Nationalizing Children

by William Norman Grigg

Recently by William Norman Grigg: ‘Norms of Non-Possession’: What the UN Firearms Treaty Is All About

We must remove the children from the crude influence of their families. We must take them over and, to speak frankly, nationalize them. –

~ Instructions given at a congress of Soviet educators in 1918 (cited in Separating School & State: How to Liberate America’s Families, by Sheldon Richman, pg. xv).

[The Soviet family] is an organic part of Soviet society. Parents are not without authority … but this authority is only a reflection of social authority…. In our country he alone is a man of worth whose needs and desires are the needs and desires of a collectivist…. Our family offers rich soil for the cultivation of such collectivism. –

Soviet family theorist Anton S. Makarenko, The Collective Family, A Handbook for Russian Parents, pgs xi-xii, 42.

If we want to talk about equality of opportunity for children, then the fact that children are raised in families means there’s no equality…. In order to raise children with equality, we must take them away from families and communally raise them. –

Dr. Mary Jo Bane, Assistant Secretary of Administration for Children and Families at the US Department of Health and Human Services, 1993-1996; currently Thornton Bradshaw Professor of Public Police and Management, Harvard Kennedy School; quoted in “The Family: It’s Surviving and Healthy” by Dolores Barclay, Tulsa World, August 21, 1977.

Whenever a progressive refers to “investments,” he or she is referring to confiscation of private wealth.

Whenever a progressive invokes the “community,” that term refers to a state-engineered collective in which the individual has no rights.

Whenever a collectivist refers to “public education,” that phrase is shorthand for the process of destroying a child’s developing sense of self-ownership and indoctrinating them in the notion that they are the property of the “community.” This process is also known as “socialization,” which is the indefinable value-added element that supposedly makes “public education” superior to homeschooling.

Whenever an advocate of “public education” refers to “our children,” conscientious parents should take a quick inventory of their arsenals.

Melissa Harris-Perry, a slogan-spewing news reader for the Stalinist media outlet called MSNBC, ran the table of these collectivist nostrums in a recent installment in the network’s “Lean Forward” ad campaign.
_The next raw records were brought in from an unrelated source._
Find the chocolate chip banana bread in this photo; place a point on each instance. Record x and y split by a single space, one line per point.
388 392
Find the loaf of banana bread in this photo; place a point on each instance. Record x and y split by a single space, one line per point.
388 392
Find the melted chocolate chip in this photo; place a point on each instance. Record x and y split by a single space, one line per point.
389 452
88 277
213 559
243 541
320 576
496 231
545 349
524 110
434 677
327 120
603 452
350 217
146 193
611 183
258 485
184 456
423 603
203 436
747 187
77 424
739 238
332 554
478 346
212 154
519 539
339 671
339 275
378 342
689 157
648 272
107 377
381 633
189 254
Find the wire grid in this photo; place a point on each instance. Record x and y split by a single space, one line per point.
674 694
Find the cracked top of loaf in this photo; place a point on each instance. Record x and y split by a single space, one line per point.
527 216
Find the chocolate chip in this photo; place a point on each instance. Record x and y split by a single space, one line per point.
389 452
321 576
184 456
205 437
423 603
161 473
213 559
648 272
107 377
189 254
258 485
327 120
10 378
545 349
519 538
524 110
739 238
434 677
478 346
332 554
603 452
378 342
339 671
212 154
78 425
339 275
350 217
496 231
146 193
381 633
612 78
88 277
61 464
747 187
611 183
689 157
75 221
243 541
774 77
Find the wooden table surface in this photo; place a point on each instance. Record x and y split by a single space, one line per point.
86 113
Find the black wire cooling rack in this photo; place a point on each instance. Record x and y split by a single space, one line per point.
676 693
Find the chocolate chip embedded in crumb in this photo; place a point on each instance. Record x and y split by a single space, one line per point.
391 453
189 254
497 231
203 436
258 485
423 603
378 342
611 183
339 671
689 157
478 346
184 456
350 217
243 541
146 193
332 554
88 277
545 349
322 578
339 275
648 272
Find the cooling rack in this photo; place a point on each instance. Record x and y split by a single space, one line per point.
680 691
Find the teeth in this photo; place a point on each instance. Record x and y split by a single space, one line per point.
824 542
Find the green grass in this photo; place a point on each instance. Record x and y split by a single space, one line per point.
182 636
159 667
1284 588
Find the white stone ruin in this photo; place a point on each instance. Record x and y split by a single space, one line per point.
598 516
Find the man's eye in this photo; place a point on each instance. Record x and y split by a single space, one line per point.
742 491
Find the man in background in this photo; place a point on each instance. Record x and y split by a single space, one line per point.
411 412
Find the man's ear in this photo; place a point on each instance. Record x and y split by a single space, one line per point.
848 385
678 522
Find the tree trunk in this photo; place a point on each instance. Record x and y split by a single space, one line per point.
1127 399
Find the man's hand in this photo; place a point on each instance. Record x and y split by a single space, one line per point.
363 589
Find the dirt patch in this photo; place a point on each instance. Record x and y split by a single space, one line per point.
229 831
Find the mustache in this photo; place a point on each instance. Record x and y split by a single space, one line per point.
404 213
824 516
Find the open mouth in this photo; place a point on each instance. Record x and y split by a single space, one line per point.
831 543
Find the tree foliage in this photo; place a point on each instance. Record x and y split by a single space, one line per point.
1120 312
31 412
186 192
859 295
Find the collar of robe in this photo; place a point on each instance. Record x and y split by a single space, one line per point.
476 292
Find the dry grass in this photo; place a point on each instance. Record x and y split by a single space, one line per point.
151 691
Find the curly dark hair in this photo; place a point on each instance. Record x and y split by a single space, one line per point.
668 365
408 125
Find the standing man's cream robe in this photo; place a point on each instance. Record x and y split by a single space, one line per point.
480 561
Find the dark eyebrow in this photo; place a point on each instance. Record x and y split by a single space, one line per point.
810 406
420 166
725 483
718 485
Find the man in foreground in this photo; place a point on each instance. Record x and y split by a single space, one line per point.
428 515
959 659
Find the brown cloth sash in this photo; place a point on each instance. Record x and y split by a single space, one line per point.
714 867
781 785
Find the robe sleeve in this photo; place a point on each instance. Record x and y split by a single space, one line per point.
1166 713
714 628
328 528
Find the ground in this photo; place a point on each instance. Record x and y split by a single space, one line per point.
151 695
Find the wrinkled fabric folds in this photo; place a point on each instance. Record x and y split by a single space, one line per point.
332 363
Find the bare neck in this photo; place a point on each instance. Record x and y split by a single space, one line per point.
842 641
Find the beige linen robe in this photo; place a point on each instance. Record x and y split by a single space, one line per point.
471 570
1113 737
The “Lean Forward” spots feature various MSNBC luminaries holding forth like Communist Party functionary exhorting the cadres at a “struggle session” in the Chinese Cultural Revolution.

Harris-Perry is a collectivist of such passionate conviction that she regards opposition to Obama’s radical centralization of power to be a species of sedition. She considers private firearms to be a pestilence, but embraces a vision of social engineering that would require a great amount of gun-related violence by state functionaries.

Although – or perhaps because – Harris-Perry is a credentialed academic, she has the odd and annoying habit, so common among adolescents, of ending every statement with a vocal inflection that suggests a question. In her “Lean Forward” ad, she uncorked this specimen of unfiltered collectivist cant:

“We have never invested as much in public education, because we’ve always had a sort of private notion of children – your kid is yours, and totally your responsibility. We haven’t had a very collective notion of, ‘These are our children.’ So part of it is that we have to break through our kind of private idea that kids belong to their parents, or kids belong to families, and recognize that kids belong to whole communities. Once it’s everybody’s responsibility, and not just the household’s, then we start making better investments.”